The plot below summarises the key takeaway: even though the credible intervals may remain wide for difficult-to-measure campaigns, the hierarchical approaches tend to produce posteriors that are more stable, more realistic, and more aligned with how marketers actually think about campaign performance. Rather than allowing weak channels to drift towards extreme values, the hierarchy pulls them back towards the broader pattern of the portfolio.

This is also a useful reminder that MMM results are never purely “what the data says.” They are always a combination of data and assumptions. Comparing these models side-by-side makes those assumptions visible, and helps clarify which approach produces estimates that are most useful for decision-making.

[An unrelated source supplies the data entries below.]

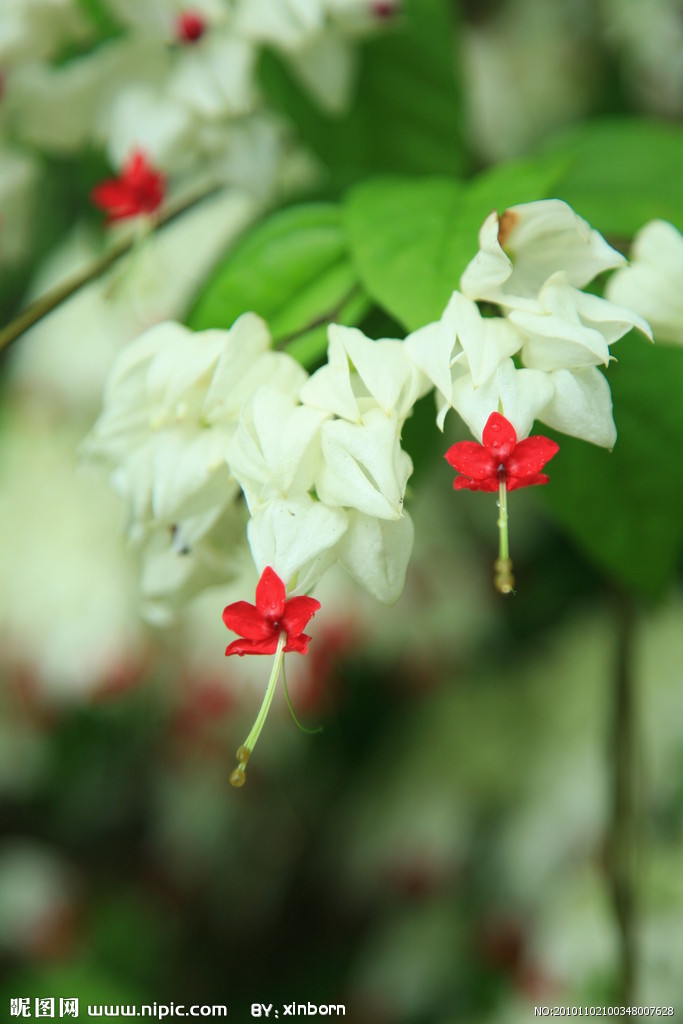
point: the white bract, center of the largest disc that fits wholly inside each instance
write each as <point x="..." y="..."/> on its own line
<point x="532" y="263"/>
<point x="652" y="284"/>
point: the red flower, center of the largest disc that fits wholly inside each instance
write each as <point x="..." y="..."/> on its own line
<point x="500" y="459"/>
<point x="189" y="27"/>
<point x="137" y="189"/>
<point x="261" y="625"/>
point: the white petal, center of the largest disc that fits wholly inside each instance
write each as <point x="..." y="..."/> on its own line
<point x="582" y="406"/>
<point x="433" y="347"/>
<point x="297" y="538"/>
<point x="376" y="553"/>
<point x="486" y="341"/>
<point x="651" y="285"/>
<point x="539" y="240"/>
<point x="330" y="387"/>
<point x="389" y="376"/>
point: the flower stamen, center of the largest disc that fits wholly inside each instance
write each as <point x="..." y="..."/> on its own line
<point x="239" y="774"/>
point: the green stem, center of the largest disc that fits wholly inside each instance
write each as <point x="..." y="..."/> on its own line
<point x="504" y="581"/>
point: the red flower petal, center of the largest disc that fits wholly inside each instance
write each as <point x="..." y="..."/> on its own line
<point x="499" y="436"/>
<point x="270" y="595"/>
<point x="253" y="646"/>
<point x="298" y="611"/>
<point x="515" y="482"/>
<point x="243" y="617"/>
<point x="189" y="27"/>
<point x="472" y="460"/>
<point x="530" y="456"/>
<point x="137" y="189"/>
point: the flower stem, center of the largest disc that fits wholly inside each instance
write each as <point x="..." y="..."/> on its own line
<point x="503" y="578"/>
<point x="53" y="298"/>
<point x="239" y="774"/>
<point x="623" y="840"/>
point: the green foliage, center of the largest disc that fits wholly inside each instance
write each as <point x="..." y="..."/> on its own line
<point x="293" y="269"/>
<point x="622" y="173"/>
<point x="406" y="114"/>
<point x="624" y="507"/>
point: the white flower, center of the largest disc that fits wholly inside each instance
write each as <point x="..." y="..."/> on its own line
<point x="653" y="283"/>
<point x="275" y="451"/>
<point x="68" y="610"/>
<point x="571" y="328"/>
<point x="383" y="373"/>
<point x="176" y="565"/>
<point x="18" y="178"/>
<point x="297" y="538"/>
<point x="461" y="342"/>
<point x="518" y="394"/>
<point x="581" y="406"/>
<point x="286" y="24"/>
<point x="171" y="407"/>
<point x="520" y="250"/>
<point x="376" y="552"/>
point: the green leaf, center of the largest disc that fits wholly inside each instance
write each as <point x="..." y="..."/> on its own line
<point x="624" y="507"/>
<point x="293" y="268"/>
<point x="622" y="173"/>
<point x="406" y="114"/>
<point x="412" y="239"/>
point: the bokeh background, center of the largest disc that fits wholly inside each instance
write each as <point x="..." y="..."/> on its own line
<point x="444" y="850"/>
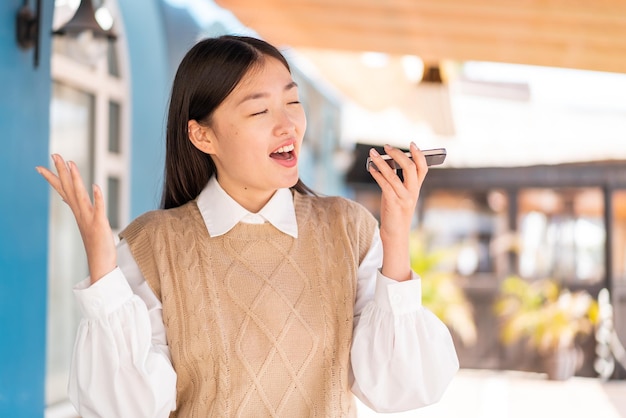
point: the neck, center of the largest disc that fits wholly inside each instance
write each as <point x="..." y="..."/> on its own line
<point x="251" y="200"/>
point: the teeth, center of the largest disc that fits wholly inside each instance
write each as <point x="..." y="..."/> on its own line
<point x="285" y="149"/>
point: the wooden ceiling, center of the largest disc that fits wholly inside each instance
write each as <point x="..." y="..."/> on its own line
<point x="583" y="34"/>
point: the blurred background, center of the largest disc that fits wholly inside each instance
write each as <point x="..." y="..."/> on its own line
<point x="520" y="236"/>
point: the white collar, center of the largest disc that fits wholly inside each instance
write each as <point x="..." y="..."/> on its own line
<point x="221" y="212"/>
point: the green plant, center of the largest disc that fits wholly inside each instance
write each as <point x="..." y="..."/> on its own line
<point x="550" y="317"/>
<point x="441" y="292"/>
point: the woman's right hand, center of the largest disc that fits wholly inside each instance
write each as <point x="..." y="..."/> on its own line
<point x="91" y="218"/>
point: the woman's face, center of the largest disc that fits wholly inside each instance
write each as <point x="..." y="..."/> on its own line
<point x="257" y="133"/>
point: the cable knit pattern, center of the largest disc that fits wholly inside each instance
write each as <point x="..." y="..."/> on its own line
<point x="258" y="323"/>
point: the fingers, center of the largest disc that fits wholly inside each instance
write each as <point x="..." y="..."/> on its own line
<point x="414" y="169"/>
<point x="52" y="179"/>
<point x="384" y="175"/>
<point x="68" y="184"/>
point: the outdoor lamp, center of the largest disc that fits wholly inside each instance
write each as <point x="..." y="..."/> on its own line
<point x="83" y="21"/>
<point x="82" y="24"/>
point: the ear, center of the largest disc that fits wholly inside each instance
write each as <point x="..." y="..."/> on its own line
<point x="201" y="137"/>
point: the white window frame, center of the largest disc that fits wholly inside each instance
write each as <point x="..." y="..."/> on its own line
<point x="96" y="81"/>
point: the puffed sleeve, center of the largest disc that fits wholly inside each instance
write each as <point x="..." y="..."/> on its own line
<point x="121" y="365"/>
<point x="403" y="356"/>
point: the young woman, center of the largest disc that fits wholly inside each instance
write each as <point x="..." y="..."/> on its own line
<point x="247" y="295"/>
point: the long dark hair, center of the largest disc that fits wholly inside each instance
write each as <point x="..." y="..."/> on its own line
<point x="208" y="73"/>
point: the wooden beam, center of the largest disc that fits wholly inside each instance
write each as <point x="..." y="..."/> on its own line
<point x="585" y="35"/>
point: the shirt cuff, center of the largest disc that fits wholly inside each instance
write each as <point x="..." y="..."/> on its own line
<point x="398" y="297"/>
<point x="104" y="296"/>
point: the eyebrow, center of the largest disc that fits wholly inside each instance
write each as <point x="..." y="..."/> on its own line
<point x="254" y="96"/>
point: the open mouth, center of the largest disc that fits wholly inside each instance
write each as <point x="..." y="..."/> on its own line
<point x="284" y="153"/>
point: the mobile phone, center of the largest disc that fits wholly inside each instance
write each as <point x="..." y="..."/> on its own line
<point x="433" y="157"/>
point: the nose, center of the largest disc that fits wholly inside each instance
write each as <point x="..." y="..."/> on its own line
<point x="284" y="123"/>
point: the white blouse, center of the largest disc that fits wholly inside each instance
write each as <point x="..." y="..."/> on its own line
<point x="402" y="355"/>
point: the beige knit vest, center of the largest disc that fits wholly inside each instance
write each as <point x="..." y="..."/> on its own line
<point x="259" y="324"/>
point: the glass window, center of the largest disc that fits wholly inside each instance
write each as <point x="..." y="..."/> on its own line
<point x="471" y="222"/>
<point x="562" y="234"/>
<point x="89" y="126"/>
<point x="114" y="127"/>
<point x="71" y="135"/>
<point x="619" y="235"/>
<point x="113" y="202"/>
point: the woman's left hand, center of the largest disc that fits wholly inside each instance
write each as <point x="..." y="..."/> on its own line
<point x="397" y="206"/>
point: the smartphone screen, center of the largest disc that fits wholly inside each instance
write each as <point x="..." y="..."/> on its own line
<point x="434" y="156"/>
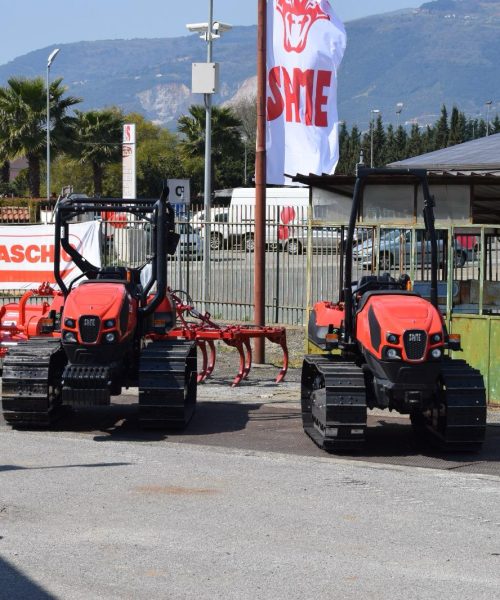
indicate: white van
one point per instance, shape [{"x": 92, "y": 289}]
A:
[{"x": 284, "y": 207}]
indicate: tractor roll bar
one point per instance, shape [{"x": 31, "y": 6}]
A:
[
  {"x": 363, "y": 175},
  {"x": 164, "y": 238}
]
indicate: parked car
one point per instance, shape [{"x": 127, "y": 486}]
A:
[
  {"x": 219, "y": 229},
  {"x": 190, "y": 243},
  {"x": 324, "y": 239},
  {"x": 395, "y": 247}
]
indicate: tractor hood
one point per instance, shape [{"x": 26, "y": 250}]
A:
[{"x": 404, "y": 322}]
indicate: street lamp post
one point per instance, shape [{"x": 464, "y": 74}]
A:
[
  {"x": 374, "y": 111},
  {"x": 50, "y": 60},
  {"x": 208, "y": 31},
  {"x": 488, "y": 106},
  {"x": 399, "y": 109},
  {"x": 244, "y": 139}
]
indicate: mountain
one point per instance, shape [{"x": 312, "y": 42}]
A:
[{"x": 445, "y": 52}]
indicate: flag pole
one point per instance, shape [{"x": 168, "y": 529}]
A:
[{"x": 260, "y": 183}]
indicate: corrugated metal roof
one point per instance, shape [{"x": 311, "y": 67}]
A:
[{"x": 482, "y": 155}]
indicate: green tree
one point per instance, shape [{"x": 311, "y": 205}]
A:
[
  {"x": 23, "y": 110},
  {"x": 414, "y": 145},
  {"x": 98, "y": 142},
  {"x": 246, "y": 111},
  {"x": 495, "y": 125},
  {"x": 379, "y": 140},
  {"x": 227, "y": 145},
  {"x": 457, "y": 127},
  {"x": 442, "y": 131}
]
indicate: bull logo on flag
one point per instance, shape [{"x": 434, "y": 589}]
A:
[{"x": 298, "y": 18}]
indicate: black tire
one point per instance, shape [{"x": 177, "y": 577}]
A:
[
  {"x": 386, "y": 261},
  {"x": 294, "y": 247},
  {"x": 216, "y": 241},
  {"x": 249, "y": 243}
]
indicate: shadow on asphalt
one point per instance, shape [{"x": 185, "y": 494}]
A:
[
  {"x": 15, "y": 584},
  {"x": 4, "y": 468},
  {"x": 269, "y": 428}
]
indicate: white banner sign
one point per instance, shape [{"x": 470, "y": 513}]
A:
[
  {"x": 27, "y": 254},
  {"x": 129, "y": 177},
  {"x": 305, "y": 46}
]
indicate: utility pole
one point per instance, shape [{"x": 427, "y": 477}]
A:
[
  {"x": 50, "y": 60},
  {"x": 260, "y": 182}
]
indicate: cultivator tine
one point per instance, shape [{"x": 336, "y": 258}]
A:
[
  {"x": 202, "y": 375},
  {"x": 284, "y": 368},
  {"x": 241, "y": 372},
  {"x": 213, "y": 358},
  {"x": 205, "y": 331},
  {"x": 248, "y": 360}
]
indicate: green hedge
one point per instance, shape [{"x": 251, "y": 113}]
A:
[{"x": 32, "y": 203}]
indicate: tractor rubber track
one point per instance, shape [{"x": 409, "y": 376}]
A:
[
  {"x": 167, "y": 384},
  {"x": 31, "y": 382},
  {"x": 333, "y": 398},
  {"x": 457, "y": 422}
]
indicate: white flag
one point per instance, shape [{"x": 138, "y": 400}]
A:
[{"x": 305, "y": 46}]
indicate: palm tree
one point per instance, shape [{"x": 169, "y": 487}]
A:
[
  {"x": 23, "y": 110},
  {"x": 98, "y": 135},
  {"x": 227, "y": 145}
]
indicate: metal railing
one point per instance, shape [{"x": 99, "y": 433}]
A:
[{"x": 304, "y": 261}]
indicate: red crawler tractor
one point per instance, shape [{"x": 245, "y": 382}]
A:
[
  {"x": 389, "y": 351},
  {"x": 109, "y": 331}
]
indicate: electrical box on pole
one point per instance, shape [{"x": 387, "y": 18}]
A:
[{"x": 205, "y": 78}]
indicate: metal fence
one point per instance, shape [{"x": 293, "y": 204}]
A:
[{"x": 304, "y": 261}]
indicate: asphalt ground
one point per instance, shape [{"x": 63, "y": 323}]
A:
[
  {"x": 259, "y": 415},
  {"x": 242, "y": 505}
]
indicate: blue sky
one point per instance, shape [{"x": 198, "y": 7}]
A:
[{"x": 34, "y": 24}]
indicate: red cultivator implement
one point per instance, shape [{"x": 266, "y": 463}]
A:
[
  {"x": 23, "y": 320},
  {"x": 193, "y": 325}
]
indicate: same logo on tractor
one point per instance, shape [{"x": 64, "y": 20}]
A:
[{"x": 298, "y": 18}]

In practice, the goal is not to eliminate uncertainty, it’s to make uncertainty behave sensibly. A good MMM should produce outputs that are credible enough to act on, while still being honest about where the data is weak.

Quantitative summary

To complement the visual comparison, we can also summarise the results numerically. The table below reports the point estimate for each approach, the percentage difference between that estimate and the known true value, and whether the true value falls inside the credible interval (coverage). This provides a simple way to compare accuracy and calibration across the different modelling assumptions.

Model Point estimate True value Point est. % diff Coverage
0 Unpooled 0.0901 0.4573 -80.29% No
1 Centred hierarchy 0.4312 0.4573 -5.71% Yes
2 Non-centred hierarchy 0.4344 0.4573 -5.01% Yes
3 Non-centred + tuned pooling 0.4535 0.4573 -0.84% Yes

Coverage indicates whether the 94% HDI contains the true value.

Conclusion

This example highlights a common reality in MMM: some campaigns are simply hard to measure in isolation. Always-on awareness spend, low-budget channels, and low-variation campaigns often contain too little identifiable signal for an unpooled model to produce stable, decision-ready estimates. In those cases, the model isn’t necessarily “wrong” it’s being honest about what the data can support.

Hierarchical modelling offers a practical way forward. By treating campaigns as part of a shared portfolio, we can borrow strength across similar channels and produce estimates that are often more stable and more aligned with business intuition, without pretending uncertainty doesn’t exist. The flexibility to tune pooling strength is especially important, and it exposes a major weakness of many black-box MMM solutions: if the structural assumptions are hidden, it becomes unclear whether confidence is coming from the data or from aggressive shrinkage baked into the model. The good news is that hierarchical approaches are relatively straightforward to implement in PyMC, and they provide a transparent framework for balancing data-driven insights with sensible modelling assumptions grounded in how marketing actually works.

Key take-home: MMM isn’t just about fitting the data: it’s about combining evidence with reasonable business assumptions, and hierarchical priors are one of the most practical tools for making weak channel measurement more stable and usable.